Protein aggregation, once thought to be a characteristic of diverse diseases such as Alzheimer’s or Parkinson’s disease, is now considered to be more of a generic property of polypeptide chains [22]. I found that the overall strength of aggregation nucleating regions per protein significantly decreased with gene age, albeit weakly (Spearman’s correlation, r = − 0.11, P < 0.0001) (Fig. 1c). Additionally, it was also reported that proteins with high turnover were found to have an increased propensity to aggregate [23]. Together, this suggests that older proteins have a lower tendency to aggregate than younger ones.
Since it was demonstrated that the predicted extent of intrinsically unstructured protein (IUP) levels negatively correlated with protein half-lives [24], protein structure may itself be influenced by protein age. Indeed, the levels of unstructured regions in human proteins significantly decreased with increasing protein age (Spearman’s correlation, r = − 0.18, P < 0.0001) although there is a minor decrease rather than increase from chordates to mammals (Fig. 1d). When analyzing yeast Saccharomyces cerevisiae genes the same way, there was an even more pronounced correlation between protein structure and gene age (Spearman’s correlation, r = − 0.35, P < 0.0001) (Additional file 2: Figure S2a). In addition, when comparing different species, prokaryotes have been found to exhibit significantly less disordered proteins compared to eukaryotes [25, 26]. Thus, longer existing proteins are on average more structured as was independently demonstrated in a recent study [27].
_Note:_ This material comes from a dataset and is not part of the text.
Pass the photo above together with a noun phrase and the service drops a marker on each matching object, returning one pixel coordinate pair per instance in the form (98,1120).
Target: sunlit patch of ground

Protein abundance in a data set can be approximated by summed MS peptides intensities [28, 29] as the measured peptide signal is greater for abundant proteins. In the HeLa data set, protein abundance was another molecular attribute that changed over time, as older human proteins were significantly more abundant (Spearman’s correlation r = 0.12, P < 0.0001) (Fig. 1e). Similar trends have been observed before [30] albeit often without statistics to support it. In the present study, the MS HeLa protein abundance analyses were not skewed towards high abundant proteins since abundance varied over five orders of magnitude and exhibited a bell-shaped distribution (Additional file 2: Figure S2b). Moreover, almost one hundred human transcription factors, i.e. proteins considered to be of low abundance, were detected in the HeLa lysates [11]. Similar to protein abundance, mRNA abundance was also significantly higher for old genes compared to young ones (Spearman’s correlation r = 0.34, P < 0.0001) (Additional file 2: Figure S2c).
RNA half-lives were larger for old genes compared young genes (Spearman’s correlation for human, r = 0.23, P < 0.0001; Spearman’s correlation for mouse, r = 0.26, P < 0.0001) (human in Fig. 1f, mouse in Additional file 2: Figure S2d). Analysis of RNA secondary structure in Saccharomyces cerevisiae genes revealed a higher level of structure, i.e. a higher average Parallel Analysis of RNA Structure (PARS) score [31], for older genes with prokaryotic orthologs (0.28 vs. 0.23, P < 0.0001, Mann-Whitney test) compared to younger genes without orthologs.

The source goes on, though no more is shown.